The government revised October’s single-family home sales pace upward to 1.278 million units, and the October-November average is above the pace for the first three quarters of the year.
“Builders across the country remain very upbeat about the single-family housing market,” said Bobby Rayburn, president of the National Association of Home Builders (NAHB) and a home and apartment builder from Jackson, Miss. “The NAHB/Wells Fargo Housing Market Index, based on our monthly surveys of single-family builders, indicated that all the fundamentals are in place for strong months ahead.”
“The government’s home sales series has been showing a lot of month-to-month volatility, and revisions to preliminary estimates can be quite large,” said NAHB Chief Economist David Seiders. “Today’s report on new home sales should be viewed in the context of positive signals on housing demand from surveys of both home builders and mortgage lenders.
“The fundamentals supporting housing demand still are quite solid. Mortgage rates are historically low, job growth is moving ahead and household income is rising,” Seiders continued. “Sales of new single-family homes will hit a record in 2004 despite the surprising decline reported for November.”
The inventory of new homes for sale moved up 2.2 percent to 418,000 units in November. This represents a 4.5 month supply at the current sales rate, the highest since early 2003. However, the rise in the inventory of unsold new homes entirely reflected homes that have been permitted but not yet started. The inventory of homes under construction or completed was virtually unchanged.

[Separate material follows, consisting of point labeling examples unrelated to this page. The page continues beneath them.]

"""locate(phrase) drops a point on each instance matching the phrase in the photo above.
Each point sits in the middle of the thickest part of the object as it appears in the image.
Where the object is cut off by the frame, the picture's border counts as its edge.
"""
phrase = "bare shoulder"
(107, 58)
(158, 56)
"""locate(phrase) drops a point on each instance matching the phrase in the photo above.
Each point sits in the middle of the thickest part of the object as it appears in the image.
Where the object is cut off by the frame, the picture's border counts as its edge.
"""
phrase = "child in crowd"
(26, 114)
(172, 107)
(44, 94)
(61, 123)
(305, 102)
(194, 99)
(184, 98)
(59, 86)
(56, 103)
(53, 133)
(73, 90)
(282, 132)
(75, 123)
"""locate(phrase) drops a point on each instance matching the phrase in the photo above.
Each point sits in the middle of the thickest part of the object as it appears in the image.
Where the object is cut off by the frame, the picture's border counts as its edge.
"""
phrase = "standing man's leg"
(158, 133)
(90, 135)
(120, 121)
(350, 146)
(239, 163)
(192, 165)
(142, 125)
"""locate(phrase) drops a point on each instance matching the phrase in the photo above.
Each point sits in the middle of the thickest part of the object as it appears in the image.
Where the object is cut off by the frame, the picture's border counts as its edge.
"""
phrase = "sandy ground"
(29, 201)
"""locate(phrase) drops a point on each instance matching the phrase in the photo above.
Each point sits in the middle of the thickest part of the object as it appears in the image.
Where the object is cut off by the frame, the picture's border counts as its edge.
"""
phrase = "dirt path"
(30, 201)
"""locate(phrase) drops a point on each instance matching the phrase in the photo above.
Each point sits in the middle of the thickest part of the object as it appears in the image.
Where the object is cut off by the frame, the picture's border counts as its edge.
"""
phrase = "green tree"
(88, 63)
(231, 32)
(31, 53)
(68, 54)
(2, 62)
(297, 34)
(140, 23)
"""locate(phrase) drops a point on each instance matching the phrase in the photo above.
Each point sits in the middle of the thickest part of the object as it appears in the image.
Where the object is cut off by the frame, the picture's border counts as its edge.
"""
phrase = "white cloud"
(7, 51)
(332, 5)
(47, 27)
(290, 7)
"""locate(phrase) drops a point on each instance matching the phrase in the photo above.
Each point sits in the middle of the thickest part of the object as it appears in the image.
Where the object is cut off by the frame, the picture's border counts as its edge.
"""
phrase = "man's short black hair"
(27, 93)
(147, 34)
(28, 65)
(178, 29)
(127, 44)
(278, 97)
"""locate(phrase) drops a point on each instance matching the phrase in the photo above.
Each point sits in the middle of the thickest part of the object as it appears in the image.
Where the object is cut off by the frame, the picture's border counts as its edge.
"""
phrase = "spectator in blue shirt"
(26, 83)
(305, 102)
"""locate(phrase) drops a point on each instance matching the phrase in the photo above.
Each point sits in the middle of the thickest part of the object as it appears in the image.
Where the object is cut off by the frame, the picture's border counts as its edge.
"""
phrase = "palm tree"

“The current inventory situation is not worrisome, but builders obviously should be keeping the numbers of units that are under construction or completed under close control as we move into 2005, particularly as the Federal Reserve continues its steadfast campaign of monetary tightening,” Seiders said.
Sales in the Northeast, Midwest and West declined for the month. The Northeast dropped 7.1 percent, the Midwest posted a 39.4 percent decline and the West fell 27.9 percent. Sales in the South increased 13.6 percent for the month.